Morra A., Mavaddat N., Muranen TA., Ahearn TU., Allen J., Andrulis IL., Auvinen P., Becher H., Behrens S., Blomqvist C., Bojesen SE., Bolla MK., Brauch H., Camp NJ., Carvalho S., Castelao JE., Cessna MH., Chang-Claude J., Chenevix-Trench G., NBCS Collaborators None., Czene K., Decker B., Dennis J., Dörk T., Dorling L., Dunning AM., Ekici AB., Eriksson M., Evans DG., Fasching PA., Figueroa JD., Flyger H., Gago-Dominguez M., García-Closas M., Geurts-Giele WRR., Giles GG., Guénel P., Gündert M., Hahnen E., Hall P., Hamann U., Harrington PA., He W., Heikkilä P., Hooning MJ., Hoppe R., Howell A., Humphreys K., kConFab Investigators None., Jakubowska A., Jung AY., Keeman R., Kristensen VN., Lubiński J., Mannermaa A., Manoochehri M., Manoukian S., Margolin S., Mavroudis D., Milne RL., Mulligan AM., Newman WG., Park-Simon T-W., Peterlongo P., Pharoah PDP., Rhenius V., Saloustros E., Sawyer EJ., Schmutzler RK., Shah M., Spurdle AB., Tomlinson I., Truong T., van Veen EM., Vreeswijk MPG., Wang Q., Wendt C., Yang XR., Nevanlinna H., Devilee P., Easton DF., Schmidt MK.

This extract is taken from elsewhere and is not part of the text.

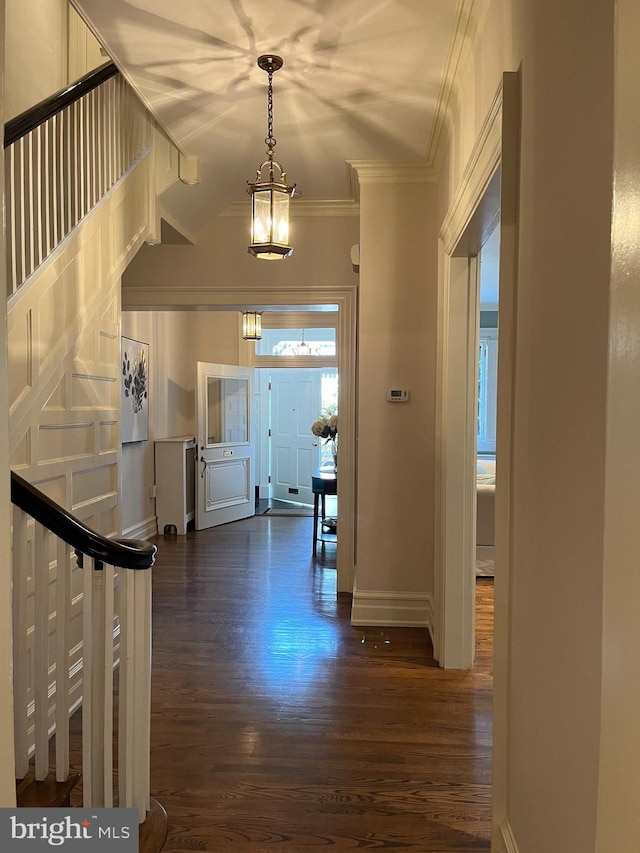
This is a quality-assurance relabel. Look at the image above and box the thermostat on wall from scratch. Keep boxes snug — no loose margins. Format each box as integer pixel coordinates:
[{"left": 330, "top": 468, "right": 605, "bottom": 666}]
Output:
[{"left": 387, "top": 388, "right": 409, "bottom": 403}]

Evidence linking coding germline variants in breast cancer (BC)-susceptibility genes other than BRCA1, BRCA2, and CHEK2 with contralateral breast cancer (CBC) risk and breast cancer-specific survival (BCSS) is scarce. The aim of this study was to assess the association of protein-truncating variants (PTVs) and rare missense variants (MSVs) in nine known (ATM, BARD1, BRCA1, BRCA2, CHEK2, PALB2, RAD51C, RAD51D, and TP53) and 25 suspected BC-susceptibility genes with CBC risk and BCSS. Hazard ratios (HRs) and 95% confidence intervals (CIs) were estimated with Cox regression models. Analyses included 34,401 women of European ancestry diagnosed with BC, including 676 CBCs and 3,449 BC deaths; the median follow-up was 10.9 years. Subtype analyses were based on estrogen receptor (ER) status of the first BC. Combined PTVs and pathogenic/likely pathogenic MSVs in BRCA1, BRCA2, and TP53 and PTVs in CHEK2 and PALB2 were associated with increased CBC risk [HRs (95% CIs): 2.88 (1.70-4.87), 2.31 (1.39-3.85), 8.29 (2.53-27.21), 2.25 (1.55-3.27), and 2.67 (1.33-5.35), respectively]. The strongest evidence of association with BCSS was for PTVs and pathogenic/likely pathogenic MSVs in BRCA2 (ER-positive BC) and TP53 and PTVs in CHEK2 [HRs (95% CIs): 1.53 (1.13-2.07), 2.08 (0.95-4.57), and 1.39 (1.13-1.72), respectively, after adjusting for tumor characteristics and treatment]. HRs were essentially unchanged when censoring for CBC, suggesting that these associations are not completely explained by increased CBC risk, tumor characteristics, or treatment. There was limited evidence of associations of PTVs and/or rare MSVs with CBC risk or BCSS for the 25 suspected BC genes. The CBC findings are relevant to treatment decisions, follow-up, and screening after BC diagnosis.